癌原発巣から全身の様々な臓器・組織への癌細胞の転移は、主にリンパ行性によって生じる。このような転移性の癌疾患の治療法は、癌原発巣を摘出する外科療法、抗癌剤の経口投与や静脈注射による化学療法などがある。
従来のこのような外科療法は、癌原発巣やその周辺組織と共に癌転移している恐れがあるリンパ節を郭清するというものであった。このようなリンパ節の郭清は、術式が複雑となり、患者の身体的負担が大きなものである。郭清したとしても、転移していたリンパ系を完全に郭清できたか、また癌細胞のリンパ系への再転移の可能性が無いかを、術後に検査するために、リンパ節転移を指標とする広範なリンパ系での臨床検査を行なわなければならない。最近、癌原発巣と郭清すべきリンパ節のみとを外科手術で摘出して患者の身体的・精神的負担を軽減しつつ確実な治療をするために、その手術に先立ち、癌原発巣に色素や放射性同位体を注射し、癌原発巣から輸入リンパ管を経てリンパ流を最初に受ける局所リンパ節であるセンチネルリンパ節(SLN:Sentinel Lymph Node)、所謂みはりリンパ節を見つけ出し、生検をして癌細胞転移の有無を同定するという病理的臨床検査が、行われるようになってきた。これにより、癌患者の外科手術での摘出組織を適切に特定したり最適な術式を決めたりすることができる。また、術後に同様に検査をして、予後の転移の有無を適宜判定することもできる。

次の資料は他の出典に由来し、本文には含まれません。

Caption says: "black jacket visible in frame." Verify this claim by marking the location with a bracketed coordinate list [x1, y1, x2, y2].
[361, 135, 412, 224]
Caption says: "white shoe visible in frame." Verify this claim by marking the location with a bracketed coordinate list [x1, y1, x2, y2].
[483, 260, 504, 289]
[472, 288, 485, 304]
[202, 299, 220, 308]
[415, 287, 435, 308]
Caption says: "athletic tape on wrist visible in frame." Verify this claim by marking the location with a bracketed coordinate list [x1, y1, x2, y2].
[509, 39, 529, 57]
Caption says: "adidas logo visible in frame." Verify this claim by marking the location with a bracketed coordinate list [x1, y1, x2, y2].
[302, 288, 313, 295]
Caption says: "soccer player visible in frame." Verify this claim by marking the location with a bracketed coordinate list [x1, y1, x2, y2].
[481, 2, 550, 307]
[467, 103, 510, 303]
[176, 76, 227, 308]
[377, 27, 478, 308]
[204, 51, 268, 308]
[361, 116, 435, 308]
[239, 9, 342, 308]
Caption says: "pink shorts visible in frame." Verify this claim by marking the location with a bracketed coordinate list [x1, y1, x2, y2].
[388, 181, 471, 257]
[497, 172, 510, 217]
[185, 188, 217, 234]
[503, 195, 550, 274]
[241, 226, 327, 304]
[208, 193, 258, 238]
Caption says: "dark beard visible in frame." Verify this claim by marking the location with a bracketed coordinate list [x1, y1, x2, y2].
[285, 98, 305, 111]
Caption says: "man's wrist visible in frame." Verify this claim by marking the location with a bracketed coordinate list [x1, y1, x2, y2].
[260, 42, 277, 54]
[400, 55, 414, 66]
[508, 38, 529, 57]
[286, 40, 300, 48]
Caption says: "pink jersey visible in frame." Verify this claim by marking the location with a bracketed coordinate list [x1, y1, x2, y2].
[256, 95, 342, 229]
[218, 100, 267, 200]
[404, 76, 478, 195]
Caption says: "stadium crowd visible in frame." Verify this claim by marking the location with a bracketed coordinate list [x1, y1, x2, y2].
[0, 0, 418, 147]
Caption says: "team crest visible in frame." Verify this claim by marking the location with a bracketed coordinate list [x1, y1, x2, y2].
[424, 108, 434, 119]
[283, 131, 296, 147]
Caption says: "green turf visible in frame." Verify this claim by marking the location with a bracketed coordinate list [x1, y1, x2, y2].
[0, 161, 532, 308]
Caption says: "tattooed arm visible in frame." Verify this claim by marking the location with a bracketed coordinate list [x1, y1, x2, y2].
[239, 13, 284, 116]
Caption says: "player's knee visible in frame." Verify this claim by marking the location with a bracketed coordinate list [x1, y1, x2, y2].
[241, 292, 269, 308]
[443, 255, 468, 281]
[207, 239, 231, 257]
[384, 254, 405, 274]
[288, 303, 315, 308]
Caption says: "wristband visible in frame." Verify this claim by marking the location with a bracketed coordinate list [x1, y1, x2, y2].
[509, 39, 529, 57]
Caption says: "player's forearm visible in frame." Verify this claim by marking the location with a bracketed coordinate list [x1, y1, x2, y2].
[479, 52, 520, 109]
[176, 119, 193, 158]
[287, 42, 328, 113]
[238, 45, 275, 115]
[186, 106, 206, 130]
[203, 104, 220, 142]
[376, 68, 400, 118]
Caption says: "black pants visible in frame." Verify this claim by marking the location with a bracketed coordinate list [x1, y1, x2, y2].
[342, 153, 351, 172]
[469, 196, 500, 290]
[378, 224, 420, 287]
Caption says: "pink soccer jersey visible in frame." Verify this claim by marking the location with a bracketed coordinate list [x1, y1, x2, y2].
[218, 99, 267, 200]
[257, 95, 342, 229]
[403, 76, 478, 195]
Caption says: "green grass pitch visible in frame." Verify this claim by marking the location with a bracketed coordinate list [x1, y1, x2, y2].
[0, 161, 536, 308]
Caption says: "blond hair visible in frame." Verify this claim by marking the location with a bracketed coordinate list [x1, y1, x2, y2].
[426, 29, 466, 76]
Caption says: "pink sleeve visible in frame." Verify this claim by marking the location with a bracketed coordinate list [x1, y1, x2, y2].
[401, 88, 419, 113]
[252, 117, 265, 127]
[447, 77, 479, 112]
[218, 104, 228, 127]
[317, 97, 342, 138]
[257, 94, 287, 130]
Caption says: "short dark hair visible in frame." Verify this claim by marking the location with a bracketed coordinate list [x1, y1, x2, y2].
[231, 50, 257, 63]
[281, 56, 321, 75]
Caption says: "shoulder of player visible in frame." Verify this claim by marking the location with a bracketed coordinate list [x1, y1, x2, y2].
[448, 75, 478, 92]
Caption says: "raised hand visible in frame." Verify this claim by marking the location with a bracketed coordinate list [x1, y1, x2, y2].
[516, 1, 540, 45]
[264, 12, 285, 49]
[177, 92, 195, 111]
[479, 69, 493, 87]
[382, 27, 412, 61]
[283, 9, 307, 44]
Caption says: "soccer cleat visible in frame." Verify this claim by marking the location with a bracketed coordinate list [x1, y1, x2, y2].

しかしセンチネルリンパ節の生検は、生体外へ組織を取り出すものであるから患者の負担が大きいうえ、顕微鏡での病理的臨床検査で、相当量の転移細胞なら検出し易いが極僅かな数個以下の転移細胞を検出し難いという問題がある。
一方、抗癌剤の経口投与や静脈注射による化学療法は、癌原発巣の癌細胞を損傷するが、癌細胞にのみ選択的に到達しない所為で正常細胞も損傷してしまうため、悪心、嘔吐、脱毛、白血球・血小板減少、肝機能・腎機能障害などの副作用を誘発してしまうという問題がある。
生体内で、癌細胞が転移し易くなっており又は転移しているリンパ系特にセンチネルリンパ節を特異的に検出したり、癌原発巣やその周辺組織やリンパ系へ選択的に薬物を到達させたりして、患者の負担を軽減しつつ安全に診療できる薬物輸送剤が望まれている。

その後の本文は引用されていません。